We next use clonally related sequences to test IgBLAST. The rational for this test (9) is that these sequences originate from the same rearrangement but are then divergent because of somatic mutations (most sequences carry 20+ mutations in these data sets); therefore, a good sequence analysis tool should report the same V, D and J genes for most or all sequences. Data set 1 contains 57 sequences with the IGHV4-34*01-IGHD7-27*01-IGHJ3*02 rearrangement identified as the dominant alignment by iHMMune-align (9). Table 2 presents results for this test. IgBLAST reports that 52 sequences have IGHV4-34*01 and IGHJ3*02 as the closest-matched germline V and J genes, respectively, and 54 sequences have IGHD7-27*01 as the closest-matched germline D gene. The iHMMune-align results are similar. IgBLAST and iHMMune-align both find the dominant IGHV4-34*01-IGHD7-27*01-IGHJ3*02 rearrangement in 47 sequences.
A second set of clonally related sequences (data set 2) with more mutations in the V-(D)-J junction regions are also analysed. The dominant rearrangement was previously identified as IGHV4-34*01 IGHD6-6*01- IGHJ6*02 by iHMMune-align (9). As shown in Table 2, IgBLAST reports 96 sequences use IGHV4-34*01 and all use IGHJ6*02, whereas iHMMune-align finds similar number for IGHV4-34*01 (95) but slightly lower number for IGHJ6*02 (97). For D genes, although iHMMune-align finds 86 sequences that use IGHD6-6*01, IgBLAST only finds 48 sequences with this D gene. As discussed in the ‘Search Strategy and Implementation’ section, IgBLAST uses a high mismatch penalty (−4) for D genes by default that is not optimal for identifying D genes with more mismatches (as is the case for data set 2). Therefore, we reduced the D gene mismatch penalty to −1 for this test. Indeed, reducing the D gene mismatch penalty results in identification of IGHD6-6*01 in 87 sequences (which is similar to iHMMune-align result) while not affecting the V and J gene findings.
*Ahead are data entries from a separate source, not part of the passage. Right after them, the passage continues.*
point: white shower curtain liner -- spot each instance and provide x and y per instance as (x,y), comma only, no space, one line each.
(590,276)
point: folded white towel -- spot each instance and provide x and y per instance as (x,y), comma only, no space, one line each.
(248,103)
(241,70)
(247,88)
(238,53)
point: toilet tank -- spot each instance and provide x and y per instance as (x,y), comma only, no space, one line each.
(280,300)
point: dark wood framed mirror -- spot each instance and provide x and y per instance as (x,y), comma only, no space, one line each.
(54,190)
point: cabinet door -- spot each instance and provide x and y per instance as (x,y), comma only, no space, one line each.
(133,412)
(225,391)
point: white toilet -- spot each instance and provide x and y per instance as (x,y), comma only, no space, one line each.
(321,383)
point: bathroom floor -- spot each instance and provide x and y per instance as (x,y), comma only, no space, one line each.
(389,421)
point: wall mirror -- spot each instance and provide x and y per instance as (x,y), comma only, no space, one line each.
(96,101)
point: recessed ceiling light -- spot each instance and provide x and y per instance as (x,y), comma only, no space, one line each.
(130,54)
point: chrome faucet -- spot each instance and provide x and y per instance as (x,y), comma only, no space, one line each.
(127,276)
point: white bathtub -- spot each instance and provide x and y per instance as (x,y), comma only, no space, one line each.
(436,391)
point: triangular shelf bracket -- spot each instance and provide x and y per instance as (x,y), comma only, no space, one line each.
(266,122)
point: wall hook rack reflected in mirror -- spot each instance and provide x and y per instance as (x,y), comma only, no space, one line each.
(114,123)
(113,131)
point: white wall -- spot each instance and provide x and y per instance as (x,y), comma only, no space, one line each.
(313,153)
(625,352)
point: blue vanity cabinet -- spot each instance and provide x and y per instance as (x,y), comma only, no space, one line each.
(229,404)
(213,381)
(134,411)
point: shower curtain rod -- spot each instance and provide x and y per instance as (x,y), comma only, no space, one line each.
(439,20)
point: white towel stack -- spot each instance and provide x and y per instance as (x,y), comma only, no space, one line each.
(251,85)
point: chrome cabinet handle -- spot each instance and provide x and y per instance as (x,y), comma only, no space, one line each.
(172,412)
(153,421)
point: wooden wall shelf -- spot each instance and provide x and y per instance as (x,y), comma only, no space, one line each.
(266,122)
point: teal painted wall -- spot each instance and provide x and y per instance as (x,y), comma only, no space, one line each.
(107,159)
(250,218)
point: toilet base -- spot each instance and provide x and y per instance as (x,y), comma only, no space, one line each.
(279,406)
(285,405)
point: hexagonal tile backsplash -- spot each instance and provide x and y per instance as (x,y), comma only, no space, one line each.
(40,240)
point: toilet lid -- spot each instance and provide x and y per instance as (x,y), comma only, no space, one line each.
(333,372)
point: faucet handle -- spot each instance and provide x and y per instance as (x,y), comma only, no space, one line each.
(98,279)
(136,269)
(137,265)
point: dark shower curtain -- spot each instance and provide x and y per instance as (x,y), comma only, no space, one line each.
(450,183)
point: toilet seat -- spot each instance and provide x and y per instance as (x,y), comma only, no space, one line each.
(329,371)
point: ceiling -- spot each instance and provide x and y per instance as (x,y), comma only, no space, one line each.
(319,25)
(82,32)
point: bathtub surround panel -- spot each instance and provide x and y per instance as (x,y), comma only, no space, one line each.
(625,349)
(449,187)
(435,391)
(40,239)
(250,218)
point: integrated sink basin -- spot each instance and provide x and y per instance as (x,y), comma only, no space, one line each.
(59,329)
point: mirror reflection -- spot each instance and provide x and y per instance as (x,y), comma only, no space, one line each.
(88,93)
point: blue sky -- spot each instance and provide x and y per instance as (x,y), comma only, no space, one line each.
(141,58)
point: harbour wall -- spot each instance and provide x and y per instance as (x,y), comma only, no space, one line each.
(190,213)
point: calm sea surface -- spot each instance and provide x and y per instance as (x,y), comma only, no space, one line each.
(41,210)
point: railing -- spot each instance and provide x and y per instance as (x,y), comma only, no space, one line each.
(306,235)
IgBLAST also finds the previously identified dominant IGHV4-34*01 IGHD6-6*01- IGHJ6*02 rearrangement in 82 sequences, whereas iHMMune-align finds such rearrangement in 80 sequences.
Overall, IgBLAST produces expected results for all three test data sets involving IG heavy chain sequences with and without mutations. iHMMune-align generates similar results, although it has an advantage that no search parameter adjustment is needed, at least for our test cases.
IgBLAST is a web tool that we have developed for analysis of IG V domain sequences. It is robustly implemented to handle a variety of query sequences in different formats and addresses common analysis tasks, such as identifying the V, D and J genes, viewing rearrangement junction details and delineation of FR/CDR for the V gene. IgBLAST also offers the unique capability to search against germline gene databases, as well as other sequence databases (such as the NCBI nr database) simultaneously to minimize the chance of missing possibly the best matching germline V gene. IgBLAST is a free public tool with no login requirement.
Supplementary Data are available at NAR Online: Supplementary File 1.
Intramural Research Program of the National Institutes of Health (NIH), National Library of Medicine. Funding for open access charge: NIH.
Conflict of interest statement. None declared.
The authors would like to acknowledge members of the BLAST group, the user help group and the C++ toolkit group at the NCBI for their work that has made this tool possible.